Labour has decided to put down a motion to annul these regulations. I consider this not to be in the interests of patients and believe it gives a clear signal of preference for NHS providers, which may not be compliant with EU competition law. I shall be voting against this motion.
The NHS faces enormous financial and clinical challenges over the next decade. The Public Accounts Committee, under a Labour chair, has made clear that virtually every NHS trust is unsustainable in its present form. A massive programme of service reconfiguration now awaits the NHS if it is to survive the unavoidable fiscal, demographic and morbidity challenges it faces.
Two acute hospital trusts have gone bust in the last few months and there may be another 20 well on the road to the same fate. It is a fantasy to believe we can solve the NHS’ problems without the help of new providers who have new ideas and better management techniques. Other countries facing the same problems are doing just this. To allow new entrants from the private, voluntary and social enterprise sectors to enter the NHS market, fair procurement rules are required. That is what the new regulations provide in my view.
Adult social care has had – for nearly 30 years – a market with a diverse range of service providers, which has resulted in a wide range of services. As an example, this market has produced a privately built and run nursing home sector when public services failed to do this.

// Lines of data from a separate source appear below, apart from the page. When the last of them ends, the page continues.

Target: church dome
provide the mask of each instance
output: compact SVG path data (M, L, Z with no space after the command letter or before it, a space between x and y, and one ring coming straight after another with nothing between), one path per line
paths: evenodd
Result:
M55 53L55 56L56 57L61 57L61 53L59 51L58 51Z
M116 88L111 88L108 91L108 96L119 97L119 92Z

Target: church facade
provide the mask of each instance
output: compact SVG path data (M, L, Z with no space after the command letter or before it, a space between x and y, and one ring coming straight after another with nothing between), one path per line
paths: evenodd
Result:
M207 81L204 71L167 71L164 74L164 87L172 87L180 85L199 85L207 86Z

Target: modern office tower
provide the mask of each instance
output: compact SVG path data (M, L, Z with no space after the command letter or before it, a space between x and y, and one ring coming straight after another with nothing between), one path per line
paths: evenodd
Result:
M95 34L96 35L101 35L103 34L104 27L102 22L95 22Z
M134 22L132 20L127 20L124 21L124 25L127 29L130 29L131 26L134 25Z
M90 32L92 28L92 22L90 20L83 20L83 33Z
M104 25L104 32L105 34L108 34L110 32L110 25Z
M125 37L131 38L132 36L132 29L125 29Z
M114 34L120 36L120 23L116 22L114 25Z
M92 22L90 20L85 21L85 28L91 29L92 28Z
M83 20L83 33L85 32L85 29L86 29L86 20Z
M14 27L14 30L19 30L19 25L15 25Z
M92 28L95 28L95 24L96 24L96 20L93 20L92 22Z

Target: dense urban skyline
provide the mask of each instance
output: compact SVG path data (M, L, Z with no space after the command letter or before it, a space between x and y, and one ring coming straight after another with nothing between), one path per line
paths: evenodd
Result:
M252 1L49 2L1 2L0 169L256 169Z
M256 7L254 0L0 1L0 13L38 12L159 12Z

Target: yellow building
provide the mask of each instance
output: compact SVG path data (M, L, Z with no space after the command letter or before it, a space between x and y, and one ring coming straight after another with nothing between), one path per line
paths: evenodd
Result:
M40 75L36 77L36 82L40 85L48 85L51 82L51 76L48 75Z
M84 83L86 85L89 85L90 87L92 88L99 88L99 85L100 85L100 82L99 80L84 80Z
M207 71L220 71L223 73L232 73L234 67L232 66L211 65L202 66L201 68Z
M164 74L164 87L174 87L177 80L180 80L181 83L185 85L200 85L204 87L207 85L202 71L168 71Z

The forthcoming Care and Support Bill will put “market making” for adult social care on a statutory footing.
This approach continues to be resisted by many vested interests within the NHS. A bizarre aspect of this mindset is that it is alright for GPs – who are small businesses with profit and loss accounts – to commission NHS services, including those from their own practices, but giving other independent healthcare providers a share of the NHS action is deemed to be a cause of great public angst.
These new regulations do not require the 211 new clinical commissioning groups to put all NHS services out to public tender, despite misleading claims to the contrary. There are no quotas or timetables for them to do so. In any case, this would be quite impracticable because each group could be handling up to 600 contracts a year and they do not have the staff to run competitive tendering processes for such a large number.
In practice the new commissioning groups will roll forward most of the existing contracts each year, as their predecessor bodies did. They will concentrate their change effort on those existing NHS service providers that are clearly underperforming or inappropriate. It is a scaremongering, paranoid fantasy to claim that Monitor will operate some kind of authoritarian rounding up of commissioning groups that haven’t produced enough competitive tendering processes. Aside anything else, they simply do not have the staff to do.
Putting patients first
Patient best interests are served by commissioners replacing those NHS service providers that are repeatedly underperforming and stopping some of the longstanding practices of bailing them out financially. Some of the 50 NHS trusts to which the Care Quality Commission is now paying particular attention over quality have been of concern for some time and many are likely to be financially unsustainable.
The new regulations will help the commissioning groups tackle some of their problems with clearer rules. They should be passed by Parliament forthwith.
Lord Warner was a minister of state at the Department of Health from the summer of 2003 until December 2006. In August 2010, he was appointed by the Coalition government as chair of the Social Care Funding Commission, with a remit to study future funding arrangements for older people. Before entering the House of Lords he was director of social services for Kent County Council from 1985 until 1991.